Un crime d’État à géométrie variable
Mais qui donne vraiment l’ordre ? À Djibouti, les décisions portuaires stratégiques ne se prennent pas à l’échelle d’un directeur technique. « À ce niveau, rien ne se fait sans feu vert du sommet », rappelle un ancien haut fonctionnaire. Derrière la façade institutionnelle, les véritables bénéficiaires du trafic évoluent dans les cercles du pouvoir : Garde républicaine, gardes-côtes, hommes d’affaires liés au clan présidentiel, sociétés parapubliques gravitant autour du Great Horn Investment Holding (GHIH).

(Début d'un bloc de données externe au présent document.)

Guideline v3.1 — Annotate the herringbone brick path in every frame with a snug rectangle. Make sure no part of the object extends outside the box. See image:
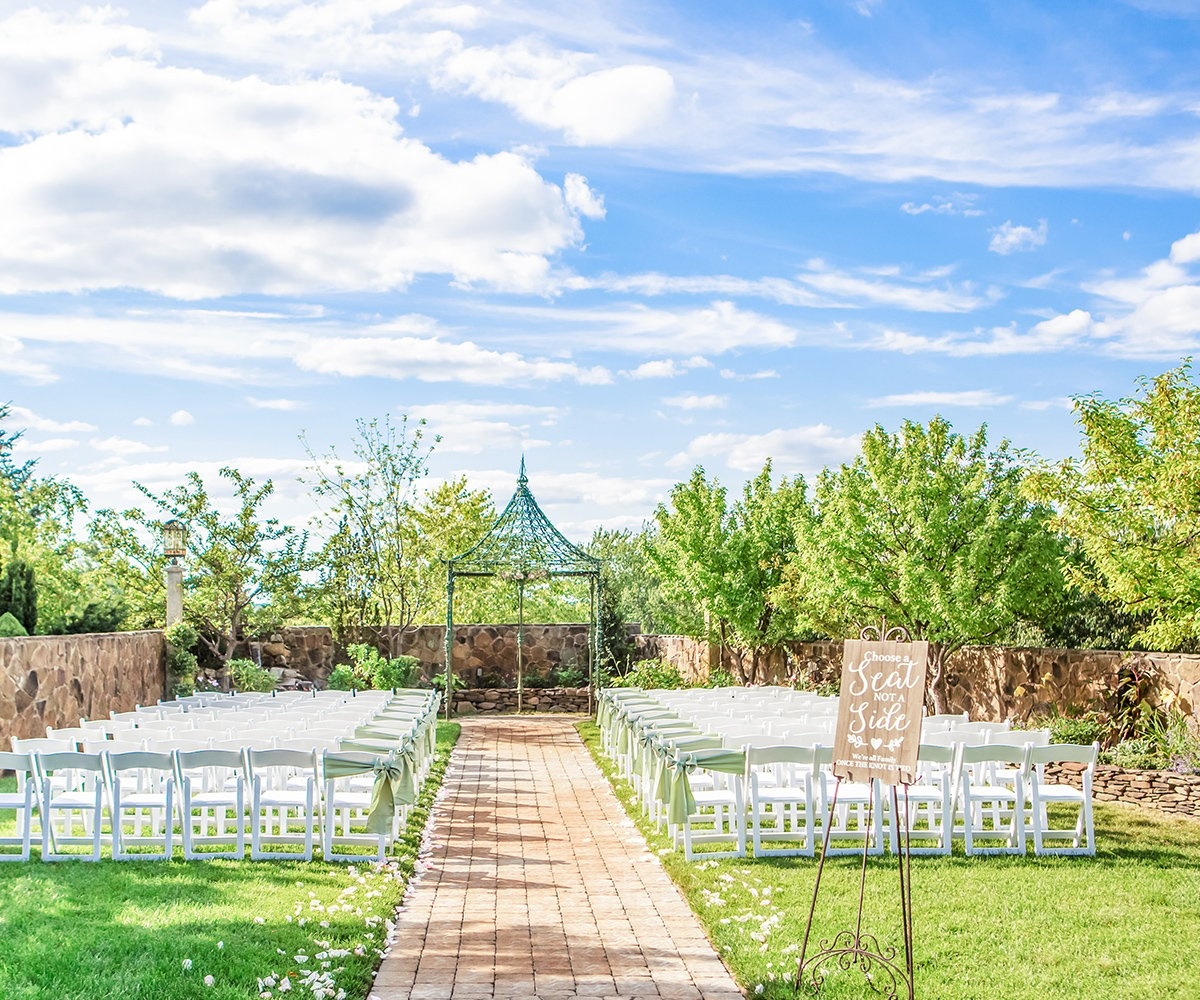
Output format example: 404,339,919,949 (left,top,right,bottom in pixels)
371,715,742,1000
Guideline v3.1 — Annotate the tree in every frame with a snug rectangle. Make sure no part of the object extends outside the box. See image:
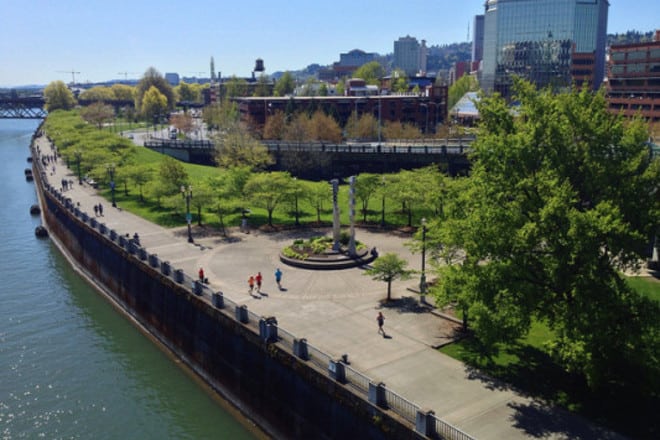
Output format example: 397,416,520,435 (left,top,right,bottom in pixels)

Le rapport 2024 d’EXX Africa cite même l’implication de plusieurs structures-écrans pilotées depuis Djibouti pour faire transiter des composants militaires vers les zones houthis, avec l’appui d’opérateurs locaux restés, eux, intouchés. Le panel d’experts onusien sur le Yémen signale quant à lui des saisies de drones et moteurs de vedettes explosives dont la filière logistique passe — là encore — par Djibouti.
Zèle sélectif, impunité intacte
L’affaire Ali Mirah s’inscrit dans une vieille logique djiboutienne : frapper un cadre visible pour préserver un système opaque. Un théâtre judiciaire calibré pour rassurer les alliés occidentaux, tout en veillant à ne jamais inquiéter les vrais piliers du trafic. Car dans cette république à la stabilité négociée, la justice sert d’écran. Le crime organisé, lui, reste institutionnalisé.
En sacrifiant un de ses meilleurs éléments, le régime choisit la continuité de ses trafics plutôt que la transparence ou la réforme. Ali Mirah, malgré sa libération conditionnelle, reste sous la menace de poursuites.
Dans un pays où la survie du pouvoir prime sur la vérité, il n’est, pour l’heure, qu’un nom de plus sur la liste des boucs émissaires d’un pouvoir qui ne se remet jamais en cause.